W Krakowie powstał pierwszy studencki samolot solarny
Z powodu silnego wiatru samolot wzbił się w niebo z ponad godzinnym opóźnieniem, a podczas lądowania, po ponad jednominutowym szybowaniu, doznał uszkodzeń. Drobne szkody – jak podkreślił w rozmowie z PAP jeden z konstruktorów Jan Kostecki – nie wpływają jednak na dalsze działanie maszyny.
Zespół AGH Solar Plane, złożony z ponad 50 studentów AGH, przez około rok pracował nad konstrukcją.
„Z naszych informacji wynika, że w Polsce studenci nie stworzyli jeszcze samolotu, który działałby w ten sposób, choć są projekty takich konstrukcji” – powiedział PAP opiekun projektu Krzysztof Sornek.
Bezzałogowy samolot, który wznosi się nad ziemią do wysokości 1 km i szybuje dzięki energii słonecznej, waży 4,5 kg.
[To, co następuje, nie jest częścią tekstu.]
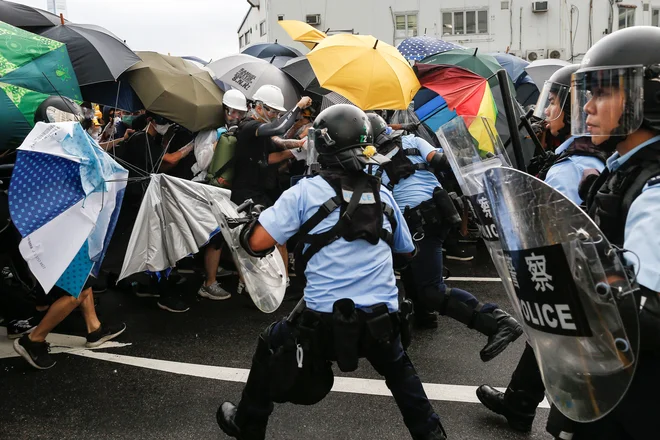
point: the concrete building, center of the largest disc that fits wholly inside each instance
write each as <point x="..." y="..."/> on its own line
<point x="531" y="29"/>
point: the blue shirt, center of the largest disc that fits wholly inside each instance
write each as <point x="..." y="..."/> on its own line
<point x="342" y="269"/>
<point x="642" y="233"/>
<point x="419" y="187"/>
<point x="566" y="175"/>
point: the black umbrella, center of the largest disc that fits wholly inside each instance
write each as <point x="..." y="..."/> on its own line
<point x="97" y="55"/>
<point x="269" y="50"/>
<point x="26" y="17"/>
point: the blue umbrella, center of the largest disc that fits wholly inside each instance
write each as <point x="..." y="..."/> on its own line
<point x="418" y="48"/>
<point x="269" y="50"/>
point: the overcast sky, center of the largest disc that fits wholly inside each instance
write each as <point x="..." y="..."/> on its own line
<point x="203" y="28"/>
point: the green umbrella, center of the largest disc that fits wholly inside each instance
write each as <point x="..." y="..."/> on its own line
<point x="32" y="68"/>
<point x="36" y="63"/>
<point x="481" y="64"/>
<point x="177" y="90"/>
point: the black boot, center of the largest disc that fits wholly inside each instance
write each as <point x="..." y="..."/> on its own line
<point x="508" y="330"/>
<point x="518" y="407"/>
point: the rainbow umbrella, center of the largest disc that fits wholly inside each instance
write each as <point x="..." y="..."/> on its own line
<point x="465" y="93"/>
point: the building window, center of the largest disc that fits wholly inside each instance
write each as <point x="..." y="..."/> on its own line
<point x="626" y="16"/>
<point x="465" y="22"/>
<point x="406" y="25"/>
Pomalowana na biało-czerwone kolory konstrukcja powstała z balsy modelarskiej (cienkie drewno) i włókna węglowego. Rozpiętość skrzydeł maszyny liczy 3,8 m, a długość samolotu – 2,11 m. Konstrukcja ma 750-watowy silnik. Na każdym skrzydle maszyny są po 24 fotowoltaiczne ogniwa o łącznej mocy 184 W.
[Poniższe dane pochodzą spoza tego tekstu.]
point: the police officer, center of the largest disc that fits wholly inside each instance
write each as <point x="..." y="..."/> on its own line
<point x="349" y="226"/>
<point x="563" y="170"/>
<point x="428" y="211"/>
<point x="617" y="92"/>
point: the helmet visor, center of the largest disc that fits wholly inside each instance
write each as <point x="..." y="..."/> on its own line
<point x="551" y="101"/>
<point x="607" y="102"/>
Samolot powstał z myślą o długodystansowych lotach. „Dzięki temu, że w dzień zbiera energię słoneczną przez ogniwa fotowoltaiczne, to może latać w nocy. Energia słoneczna zasila silnik, elektronikę, nadajniki itp. Energia magazynowa jest też w specjalnych bateriach, z których maszyna korzysta w przypadku braku energii” – powiedział konstruktor.
Bezzałogowy samolot sterowany jest przez człowieka z ziemi, za pomocą pilota zdalnego sterowania. Na samolocie jest zamontowana kamera, która nadaje obraz w czasie rzeczywistym.
Konstrukcja powstała z funduszy AGH i dzięki sponsorom. We wrześniu maszyna weźmie udział w międzynarodowych zawodach samolotów bezzałogowych w Turcji, podczas których oceniane będą projekty konstrukcji.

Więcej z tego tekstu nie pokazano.